Here We Go Again is an American sitcom that aired on ABC from January to April 1973 on Saturday nights. The show, produced by Metromedia/Bobka Productions, ran for 13 episodes. It was the lowest ranked out of 75 shows that season, with a 7.2 rating.

==Premise==
The show portrayed the lives of two divorced couples. Richard and Judy, who have a son, Jeff, divorce after 17 years of marriage due to incompatibility. Jerry and Susan, who have two children, Cindy and Jan, divorce after a ten-year marriage due to adultery. Richard and Susan fall in love and marry. He moves into Susan's house, which is near the homes of their ex-spouses.

==Cast==
- Larry Hagman as Richard Evans
- Diane Baker as Susan Standish-Evans
- Dick Gautier as Jerry Standish
- Nita Talbot as Judy Evans
- Leslie Graves as Cindy Standish
- Kim Richards as Jan Standish
- Chris Beaumont as Jeff Evans

==Episodes==

| No. | Title | Directed by | Written by | Original release date |
| 1 | "After the Wedding Bells" | Jay Sandrich | Robert Kaufman | January 20, 1973 |
The newlyweds find their bliss interrupted by their former spouses.
| 2 | "My Sister's Keeper" | Unknown | Bernie Kahn | January 27, 1973 |
Susan's sister, Laurie, arrives for a visit and becomes involved with her ex-husband Jerry.
| 3 | "When You're Second, You Try Harder" | Unknown | Steve Pritzker | February 3, 1973 |
Trying to prove himself that he's as good as ever, Richard challenges Jerry to a tennis match.
| 4 | "The Basketball Tickets" | Unknown | Ray Brenner & Jack Guss | February 10, 1973 |
Judy and Richard face the problem of how to divide their basketball tickets for the Los Angeles Lakers' playoff games.
| 5 | "Sunday, Soggy Sunday" | Unknown | Austin Kalish & Irma Kalish | February 17, 1973 |
Richard and Susan plan to spend Sunday together at home by themselves, but the plan doesn't work out.
| 6 | "I Can't Live Without Her" | Unknown | Gene Thompson | February 24, 1973 |
By way of flashback, Richard re-lives the events that led to his splitting up with Judy.
| 7 | "A Date with Judy" | Unknown | Jerry Mayer | March 3, 1973 |
Judy goes supermarket shopping and finds romance instead.

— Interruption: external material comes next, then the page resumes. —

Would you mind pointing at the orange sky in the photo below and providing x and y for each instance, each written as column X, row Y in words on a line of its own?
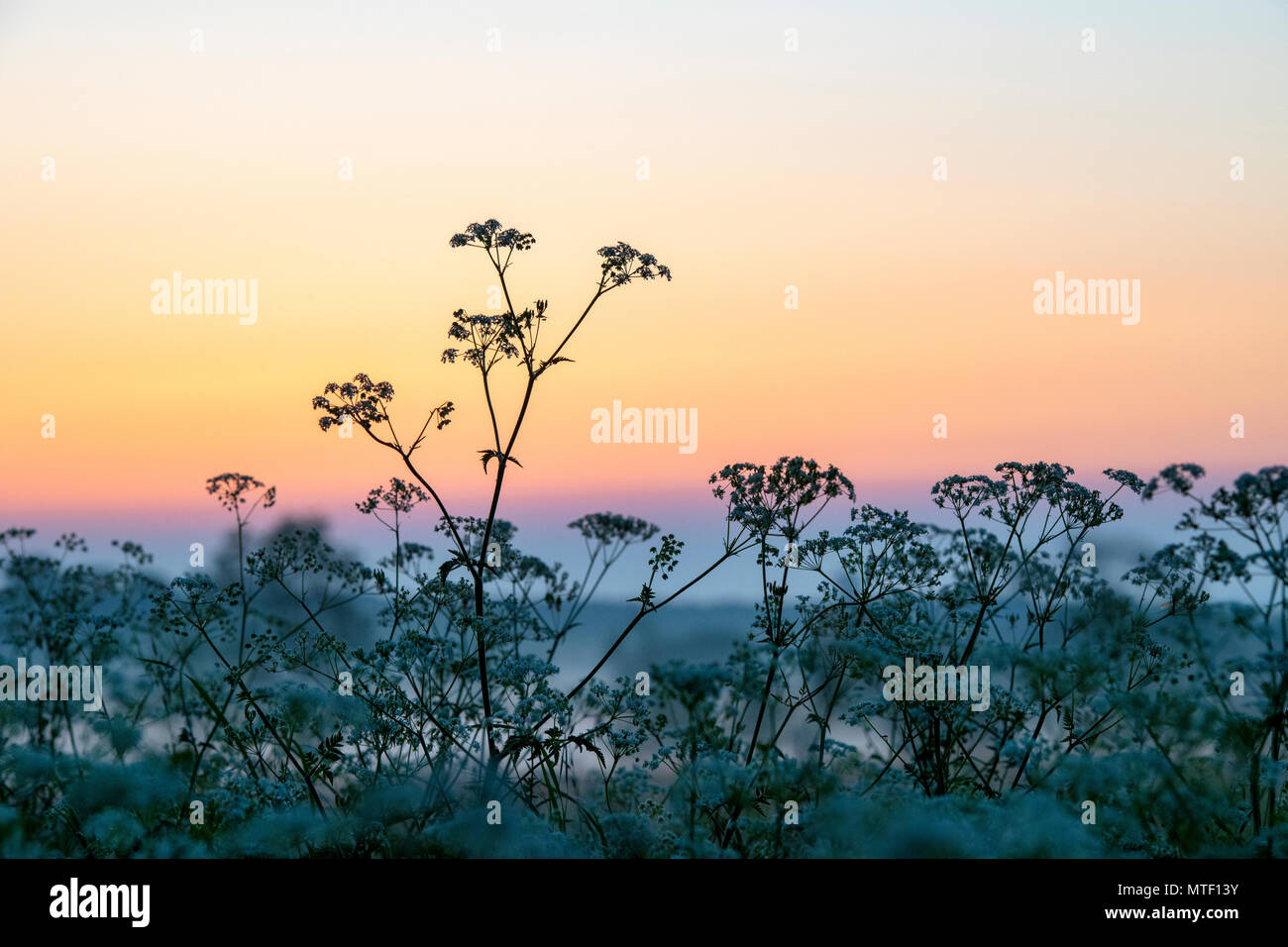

| 8 | "The Tax Man Cometh" | Unknown | Arnold Kane & Gordon Farr | March 17, 1973 |
Jerry and Susan face a confrontation with the IRS over a 1969 tax return—when they were still married.

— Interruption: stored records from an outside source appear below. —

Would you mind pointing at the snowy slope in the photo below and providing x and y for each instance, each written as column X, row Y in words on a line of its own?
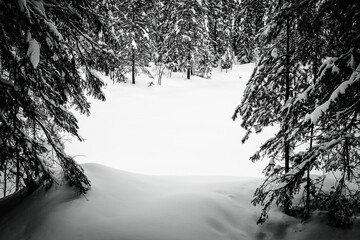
column 129, row 206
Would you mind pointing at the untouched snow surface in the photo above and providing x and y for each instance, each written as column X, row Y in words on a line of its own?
column 127, row 206
column 182, row 127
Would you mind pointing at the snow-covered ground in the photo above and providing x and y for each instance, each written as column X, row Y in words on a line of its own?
column 128, row 206
column 183, row 127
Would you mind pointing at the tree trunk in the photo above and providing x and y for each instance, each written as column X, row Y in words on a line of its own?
column 133, row 65
column 287, row 95
column 132, row 48
column 189, row 66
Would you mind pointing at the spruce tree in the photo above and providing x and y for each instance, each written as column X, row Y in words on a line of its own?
column 44, row 47
column 321, row 112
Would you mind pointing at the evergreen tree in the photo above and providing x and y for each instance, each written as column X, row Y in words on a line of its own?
column 132, row 27
column 187, row 42
column 43, row 47
column 320, row 112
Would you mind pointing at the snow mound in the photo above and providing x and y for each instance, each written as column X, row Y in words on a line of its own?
column 128, row 206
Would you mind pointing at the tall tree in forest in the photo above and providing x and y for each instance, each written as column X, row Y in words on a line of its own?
column 43, row 49
column 188, row 42
column 219, row 18
column 249, row 19
column 318, row 111
column 132, row 27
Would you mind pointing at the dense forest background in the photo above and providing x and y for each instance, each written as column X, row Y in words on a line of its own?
column 306, row 80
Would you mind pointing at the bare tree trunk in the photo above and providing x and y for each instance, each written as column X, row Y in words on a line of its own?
column 133, row 48
column 189, row 67
column 133, row 65
column 287, row 94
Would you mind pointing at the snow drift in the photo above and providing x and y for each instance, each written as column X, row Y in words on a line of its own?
column 129, row 206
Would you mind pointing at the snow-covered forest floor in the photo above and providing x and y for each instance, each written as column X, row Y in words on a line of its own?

| 9 | "The Times They Are A-Changing" | Unknown | Robert Kaufman | March 24, 1973 |
Under the influence of Jerry's new free-spirited girlfriend, Linda, Cindy's school grades take a turn for the worse.
| 10 | "There's Boy in My Rumaki" | Unknown | Pamela Herbert Chais | March 31, 1973 |
Jeff takes a summer job in Jerry's restaurant and learns the glamorous side of the business world.

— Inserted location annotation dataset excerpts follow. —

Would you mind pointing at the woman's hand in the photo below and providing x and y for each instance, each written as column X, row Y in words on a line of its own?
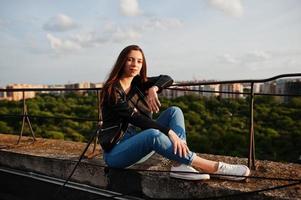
column 152, row 99
column 180, row 146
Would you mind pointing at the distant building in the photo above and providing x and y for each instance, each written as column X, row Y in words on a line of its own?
column 2, row 94
column 213, row 88
column 56, row 92
column 78, row 86
column 234, row 87
column 16, row 96
column 268, row 87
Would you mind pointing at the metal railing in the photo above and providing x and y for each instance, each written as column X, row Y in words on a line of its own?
column 251, row 147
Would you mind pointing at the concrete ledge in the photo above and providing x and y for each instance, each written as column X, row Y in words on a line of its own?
column 57, row 158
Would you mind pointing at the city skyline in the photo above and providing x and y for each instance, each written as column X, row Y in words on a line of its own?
column 57, row 43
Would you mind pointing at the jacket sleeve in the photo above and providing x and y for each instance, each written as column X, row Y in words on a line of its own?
column 162, row 81
column 131, row 115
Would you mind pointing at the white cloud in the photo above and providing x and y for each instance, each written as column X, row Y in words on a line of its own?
column 162, row 24
column 256, row 56
column 60, row 23
column 229, row 59
column 130, row 7
column 229, row 7
column 62, row 45
column 91, row 39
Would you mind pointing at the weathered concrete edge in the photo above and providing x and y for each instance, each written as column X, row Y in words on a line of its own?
column 60, row 168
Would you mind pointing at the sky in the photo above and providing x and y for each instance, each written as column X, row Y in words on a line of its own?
column 69, row 41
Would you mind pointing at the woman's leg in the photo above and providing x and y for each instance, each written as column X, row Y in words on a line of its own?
column 173, row 118
column 131, row 150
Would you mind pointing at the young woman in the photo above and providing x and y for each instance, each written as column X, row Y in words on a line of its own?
column 130, row 134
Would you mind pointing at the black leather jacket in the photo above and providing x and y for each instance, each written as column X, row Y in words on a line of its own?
column 130, row 108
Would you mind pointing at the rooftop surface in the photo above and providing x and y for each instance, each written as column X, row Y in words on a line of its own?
column 160, row 185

| 11 | "Bedfellows Make Strange Politics" | Unknown | Austin Kalish & Irma Kalish | April 7, 1973 |
Richard's loyalty to an old political friend who once saved his life causes problems when Susan doesn't think he's qualified and has evidence to back up her claim.
| 12 | "It's Magic" | Unknown | Charlotte Brown | April 14, 1973 |
Judy meets a former boyfriend who proposes marriage, which causes her to ask Richard for advice.
| 13 | "Class of '77" | Unknown | Story by : Milt Rosen Teleplay by : Pamela Herbert Chais | April 21, 1973 |
Jeff has to decide which college to attend, so both couples travel upstate with him to check them out.